The thing is, what he is talking about would be very easy to fix. You just need a smoothing algorithm to keep your AGC from responding to transients by slewing too rapidly. Smoothing algorithms are easy to do. Here is one:

AGC' = 0.9 * AGC + 0.1 * signal

What the above says is:

take 1/10 of the signal level (signal) and add it to 9/10 of the previous AGC value to produce the new AGC value. We change the response time by varying the ratio. Want faster AGC? Do this:

AGC' = 0.5 * AGC + 0.5 * signal

Want really slow AGC? Do this:

AGC' = 0.99 * AGC + 0.01 * signal

By changing the coefficients depending on whether signal is greater or less than AGC you can change attack and decay times.

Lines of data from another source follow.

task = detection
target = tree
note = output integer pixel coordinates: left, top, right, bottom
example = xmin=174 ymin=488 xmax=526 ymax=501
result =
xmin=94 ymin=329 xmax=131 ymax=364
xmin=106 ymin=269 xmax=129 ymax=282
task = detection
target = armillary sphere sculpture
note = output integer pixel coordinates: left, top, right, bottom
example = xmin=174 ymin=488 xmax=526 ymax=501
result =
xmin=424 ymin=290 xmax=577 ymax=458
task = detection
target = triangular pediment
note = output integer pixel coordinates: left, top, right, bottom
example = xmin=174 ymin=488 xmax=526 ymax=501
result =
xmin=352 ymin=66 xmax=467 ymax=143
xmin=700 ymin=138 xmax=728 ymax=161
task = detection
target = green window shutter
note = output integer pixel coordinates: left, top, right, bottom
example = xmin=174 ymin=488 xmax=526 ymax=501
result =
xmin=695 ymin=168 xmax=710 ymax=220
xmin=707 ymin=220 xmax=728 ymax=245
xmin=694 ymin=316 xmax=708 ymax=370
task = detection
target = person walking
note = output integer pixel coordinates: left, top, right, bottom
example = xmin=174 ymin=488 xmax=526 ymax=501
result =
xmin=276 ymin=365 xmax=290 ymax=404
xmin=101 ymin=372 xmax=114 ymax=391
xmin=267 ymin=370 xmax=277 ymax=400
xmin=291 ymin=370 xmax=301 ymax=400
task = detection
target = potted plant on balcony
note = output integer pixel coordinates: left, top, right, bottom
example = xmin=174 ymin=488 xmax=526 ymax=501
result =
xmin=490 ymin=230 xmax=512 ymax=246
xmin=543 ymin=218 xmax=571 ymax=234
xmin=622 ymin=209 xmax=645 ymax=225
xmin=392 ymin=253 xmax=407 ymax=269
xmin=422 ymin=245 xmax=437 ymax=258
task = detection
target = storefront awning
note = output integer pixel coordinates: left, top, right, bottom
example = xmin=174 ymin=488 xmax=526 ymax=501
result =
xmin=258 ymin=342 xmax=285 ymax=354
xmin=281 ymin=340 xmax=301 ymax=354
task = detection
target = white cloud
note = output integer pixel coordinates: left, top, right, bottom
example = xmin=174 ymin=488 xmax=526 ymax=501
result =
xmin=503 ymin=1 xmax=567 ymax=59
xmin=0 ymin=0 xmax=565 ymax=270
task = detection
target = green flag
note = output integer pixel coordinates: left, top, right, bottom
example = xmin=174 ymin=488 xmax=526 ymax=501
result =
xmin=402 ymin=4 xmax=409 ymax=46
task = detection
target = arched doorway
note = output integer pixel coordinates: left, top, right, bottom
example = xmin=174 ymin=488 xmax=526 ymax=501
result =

Here:

if (AGC < signal)
    {
    # Attack
        AGC = 0.9 * AGC + 0.1 * signal;
    }
    else
    {
    # decay
        AGC = 0.99 * AGC + 0.01 * signal;
    }

This is a really simple problem and I have a hard time believing that this is the real problem. You want the AGC to prevent the A:D from clipping but just barely. That will give you the maximum dynamic range. If the A:D is allowed to clip then all bets are off.

I just have a hard time believing that any competent engineer would fail to understand this.